In January 2026, a court filing revealed that Nvidia developers contacted shadow library Anna's Archive to evaluate the use of pirated content for model training, which management gave the green light for, despite legality concerns from the site.
As of January 2026, the company's board consisted of the following directors: specific names are omitted in the provided text.
In February 2026, it was announced by the Trump Administration that Deepseek's latest AI model which was trained on Nvidia's most advanced AI chip would be released as soon as March 2026. This represented a potential violation of US export controls.
On February 24, 2026, Nvidia announced the acquisition of Illumex, an Israeli startup specializing in generative semantic data infrastructure, reportedly valued at around $60 million.
At the GTC conference in March 2026, Nvidia unveiled the "Vera Rubin" platform, the successor to its Blackwell architecture. The platform incorporates the Rubin GPU and Vera CPU, designed to scale "agentic AI" and provide significant performance enhancements in large-scale AI factories.

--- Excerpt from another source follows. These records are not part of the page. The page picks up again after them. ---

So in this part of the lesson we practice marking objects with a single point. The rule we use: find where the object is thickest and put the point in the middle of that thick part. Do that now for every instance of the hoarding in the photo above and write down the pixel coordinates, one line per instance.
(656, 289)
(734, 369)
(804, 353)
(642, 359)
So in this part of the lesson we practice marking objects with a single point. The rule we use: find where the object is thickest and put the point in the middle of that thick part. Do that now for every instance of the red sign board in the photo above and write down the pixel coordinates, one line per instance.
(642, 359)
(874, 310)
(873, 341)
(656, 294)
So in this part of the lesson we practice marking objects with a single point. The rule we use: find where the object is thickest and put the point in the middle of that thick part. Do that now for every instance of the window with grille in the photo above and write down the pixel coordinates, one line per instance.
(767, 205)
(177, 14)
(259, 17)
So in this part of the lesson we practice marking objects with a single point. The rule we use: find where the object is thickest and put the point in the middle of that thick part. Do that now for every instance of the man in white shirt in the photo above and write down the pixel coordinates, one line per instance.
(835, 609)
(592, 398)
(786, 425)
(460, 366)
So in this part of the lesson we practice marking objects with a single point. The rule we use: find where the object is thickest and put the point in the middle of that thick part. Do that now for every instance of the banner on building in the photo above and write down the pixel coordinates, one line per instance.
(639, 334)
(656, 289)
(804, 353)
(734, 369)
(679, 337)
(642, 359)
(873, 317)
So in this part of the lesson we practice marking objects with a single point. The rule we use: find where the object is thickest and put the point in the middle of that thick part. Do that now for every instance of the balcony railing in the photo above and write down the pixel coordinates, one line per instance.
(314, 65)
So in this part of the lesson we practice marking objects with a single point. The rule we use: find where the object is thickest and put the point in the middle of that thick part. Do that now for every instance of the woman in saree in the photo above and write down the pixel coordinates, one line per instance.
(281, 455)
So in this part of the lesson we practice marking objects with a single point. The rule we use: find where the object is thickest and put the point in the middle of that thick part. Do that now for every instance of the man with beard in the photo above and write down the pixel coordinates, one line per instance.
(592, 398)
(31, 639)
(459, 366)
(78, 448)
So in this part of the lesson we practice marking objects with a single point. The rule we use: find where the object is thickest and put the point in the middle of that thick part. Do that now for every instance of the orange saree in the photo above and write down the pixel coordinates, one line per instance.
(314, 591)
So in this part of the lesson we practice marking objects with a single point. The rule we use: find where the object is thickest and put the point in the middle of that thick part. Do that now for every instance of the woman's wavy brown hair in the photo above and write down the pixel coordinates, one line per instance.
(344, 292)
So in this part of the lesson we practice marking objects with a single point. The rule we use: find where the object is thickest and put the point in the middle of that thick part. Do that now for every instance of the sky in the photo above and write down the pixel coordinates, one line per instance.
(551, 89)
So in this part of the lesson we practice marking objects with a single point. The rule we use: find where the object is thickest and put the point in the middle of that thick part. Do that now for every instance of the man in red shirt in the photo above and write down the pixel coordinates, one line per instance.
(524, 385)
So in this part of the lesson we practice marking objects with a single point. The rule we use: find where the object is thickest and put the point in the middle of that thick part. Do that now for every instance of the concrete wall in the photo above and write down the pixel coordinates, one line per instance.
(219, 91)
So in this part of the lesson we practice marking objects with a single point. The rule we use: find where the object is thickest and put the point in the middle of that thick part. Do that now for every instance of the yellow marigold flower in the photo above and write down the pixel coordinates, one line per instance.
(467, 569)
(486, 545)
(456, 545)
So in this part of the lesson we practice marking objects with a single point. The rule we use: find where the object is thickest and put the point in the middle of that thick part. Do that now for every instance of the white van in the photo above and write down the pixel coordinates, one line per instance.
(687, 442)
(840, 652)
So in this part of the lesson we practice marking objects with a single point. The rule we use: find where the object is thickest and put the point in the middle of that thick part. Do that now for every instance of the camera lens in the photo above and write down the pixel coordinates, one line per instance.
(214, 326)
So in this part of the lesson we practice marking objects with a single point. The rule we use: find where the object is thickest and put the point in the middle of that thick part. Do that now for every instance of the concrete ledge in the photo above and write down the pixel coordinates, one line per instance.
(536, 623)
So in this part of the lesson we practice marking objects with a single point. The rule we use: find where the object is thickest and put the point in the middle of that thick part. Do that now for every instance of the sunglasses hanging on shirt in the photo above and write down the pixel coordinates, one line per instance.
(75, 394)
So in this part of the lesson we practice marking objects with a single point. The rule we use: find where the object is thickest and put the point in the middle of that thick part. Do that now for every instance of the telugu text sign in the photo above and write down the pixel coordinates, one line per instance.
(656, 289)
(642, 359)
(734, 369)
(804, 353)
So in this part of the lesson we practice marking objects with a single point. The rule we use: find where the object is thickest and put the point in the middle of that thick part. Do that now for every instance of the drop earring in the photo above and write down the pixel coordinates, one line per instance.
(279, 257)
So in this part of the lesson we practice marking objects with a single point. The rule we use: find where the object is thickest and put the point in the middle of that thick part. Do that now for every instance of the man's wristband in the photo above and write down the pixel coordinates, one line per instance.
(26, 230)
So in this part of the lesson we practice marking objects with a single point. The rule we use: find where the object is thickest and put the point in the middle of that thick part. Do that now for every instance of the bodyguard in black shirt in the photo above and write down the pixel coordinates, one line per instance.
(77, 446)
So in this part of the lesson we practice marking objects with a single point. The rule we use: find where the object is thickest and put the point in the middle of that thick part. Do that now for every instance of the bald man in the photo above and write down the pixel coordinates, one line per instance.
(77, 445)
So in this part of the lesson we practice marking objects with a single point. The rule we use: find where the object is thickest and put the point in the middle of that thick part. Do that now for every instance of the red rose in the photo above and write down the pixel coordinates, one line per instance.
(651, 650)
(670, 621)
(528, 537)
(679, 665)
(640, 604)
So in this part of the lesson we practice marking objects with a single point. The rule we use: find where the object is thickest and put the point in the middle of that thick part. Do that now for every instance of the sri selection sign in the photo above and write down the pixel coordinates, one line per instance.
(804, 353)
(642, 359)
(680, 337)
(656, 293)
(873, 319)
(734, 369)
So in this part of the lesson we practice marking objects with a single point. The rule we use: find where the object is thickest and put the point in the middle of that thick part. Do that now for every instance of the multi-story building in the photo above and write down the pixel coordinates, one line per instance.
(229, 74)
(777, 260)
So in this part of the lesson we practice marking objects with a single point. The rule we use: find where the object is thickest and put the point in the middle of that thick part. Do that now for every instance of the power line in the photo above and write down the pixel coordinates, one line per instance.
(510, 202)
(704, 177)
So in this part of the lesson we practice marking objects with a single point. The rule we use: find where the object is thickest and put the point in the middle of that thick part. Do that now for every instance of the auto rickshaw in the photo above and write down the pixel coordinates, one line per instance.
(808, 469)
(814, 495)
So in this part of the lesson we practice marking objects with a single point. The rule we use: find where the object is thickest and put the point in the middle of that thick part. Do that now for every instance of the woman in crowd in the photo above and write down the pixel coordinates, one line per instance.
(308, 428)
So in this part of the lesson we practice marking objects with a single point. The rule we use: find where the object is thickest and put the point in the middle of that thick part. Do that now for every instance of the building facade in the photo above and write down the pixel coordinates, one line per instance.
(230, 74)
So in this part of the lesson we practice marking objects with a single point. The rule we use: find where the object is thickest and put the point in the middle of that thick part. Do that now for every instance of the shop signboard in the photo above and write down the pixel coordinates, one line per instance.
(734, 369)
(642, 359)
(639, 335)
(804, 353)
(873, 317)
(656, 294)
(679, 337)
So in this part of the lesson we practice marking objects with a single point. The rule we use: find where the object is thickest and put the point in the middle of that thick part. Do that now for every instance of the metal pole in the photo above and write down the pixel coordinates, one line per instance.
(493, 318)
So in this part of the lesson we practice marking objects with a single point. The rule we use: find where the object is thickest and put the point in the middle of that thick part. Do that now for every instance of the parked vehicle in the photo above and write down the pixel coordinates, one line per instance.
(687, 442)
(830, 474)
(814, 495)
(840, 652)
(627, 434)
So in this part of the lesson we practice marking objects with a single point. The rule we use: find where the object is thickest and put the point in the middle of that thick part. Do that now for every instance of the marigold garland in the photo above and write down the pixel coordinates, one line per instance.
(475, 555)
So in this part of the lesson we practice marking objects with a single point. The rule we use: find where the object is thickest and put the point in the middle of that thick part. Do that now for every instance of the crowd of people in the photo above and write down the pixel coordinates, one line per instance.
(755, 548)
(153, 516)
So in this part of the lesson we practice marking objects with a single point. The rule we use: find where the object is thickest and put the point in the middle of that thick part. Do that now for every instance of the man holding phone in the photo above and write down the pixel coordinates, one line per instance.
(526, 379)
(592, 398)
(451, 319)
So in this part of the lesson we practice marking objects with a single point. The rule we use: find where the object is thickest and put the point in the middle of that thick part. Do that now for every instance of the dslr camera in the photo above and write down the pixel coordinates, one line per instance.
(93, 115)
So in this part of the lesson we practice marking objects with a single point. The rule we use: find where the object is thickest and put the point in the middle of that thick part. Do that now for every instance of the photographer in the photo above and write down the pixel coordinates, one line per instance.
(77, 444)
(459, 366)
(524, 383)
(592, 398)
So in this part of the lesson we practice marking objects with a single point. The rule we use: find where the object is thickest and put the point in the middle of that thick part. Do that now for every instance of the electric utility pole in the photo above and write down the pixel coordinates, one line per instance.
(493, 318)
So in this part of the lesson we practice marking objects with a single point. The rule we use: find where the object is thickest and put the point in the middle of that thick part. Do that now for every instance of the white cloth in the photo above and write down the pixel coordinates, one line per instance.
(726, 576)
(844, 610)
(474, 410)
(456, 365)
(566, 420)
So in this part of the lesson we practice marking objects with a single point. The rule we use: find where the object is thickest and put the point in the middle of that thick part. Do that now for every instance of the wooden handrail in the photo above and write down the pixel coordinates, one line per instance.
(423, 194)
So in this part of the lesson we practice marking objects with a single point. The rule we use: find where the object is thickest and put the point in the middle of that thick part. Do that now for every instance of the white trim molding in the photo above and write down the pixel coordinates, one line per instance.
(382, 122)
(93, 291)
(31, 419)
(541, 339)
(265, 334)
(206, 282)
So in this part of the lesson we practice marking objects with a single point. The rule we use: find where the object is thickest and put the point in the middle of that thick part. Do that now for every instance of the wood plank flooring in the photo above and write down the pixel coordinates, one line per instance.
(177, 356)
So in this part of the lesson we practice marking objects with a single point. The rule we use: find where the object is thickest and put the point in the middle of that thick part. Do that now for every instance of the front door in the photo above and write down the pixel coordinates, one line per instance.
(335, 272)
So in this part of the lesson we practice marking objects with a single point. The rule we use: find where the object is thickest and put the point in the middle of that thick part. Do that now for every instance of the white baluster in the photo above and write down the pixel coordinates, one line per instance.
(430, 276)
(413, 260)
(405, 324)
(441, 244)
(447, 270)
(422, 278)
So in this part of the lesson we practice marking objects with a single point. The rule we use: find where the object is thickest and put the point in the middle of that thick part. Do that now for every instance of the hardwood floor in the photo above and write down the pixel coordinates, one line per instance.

In March 2026, Nvidia announced a $2 billion investment in the artificial intelligence cloud company Nebius.
In March 2026, it was announced by the Trump Administration that Deepseek's latest AI model which was trained on Nvidia's most advanced AI chip would be released.
In March 2026, three men are facing charges by the US DOJ for plotting to smuggle AI servers containing Nvidia chips to China between 2024 and 2025.
At CES 2026, CEO Jensen Huang introduced Nvidia's Vera Rubin AI platform and the Alpamayo open-source model. Hesai was chosen as Nvidia's laser technology partner, providing Lidar sensors to streamline autonomous driving software, hardware, and data.
In 2026, the United States announced that it would permit the export of newer H200 chips to China under specified conditions, expected to stimulate market activity and provide significant profit opportunities for American firms.
In early 2026, the text mentions Nvidia's top 10 largest shareholders, but specifics are omitted from the context.
At GTC 2025, Huang projected that AI-driven infrastructure would drive Nvidia's data center revenue to $1 trillion by 2028.
Nvidia released the RTX 2080 GPUs on September 27, 2018.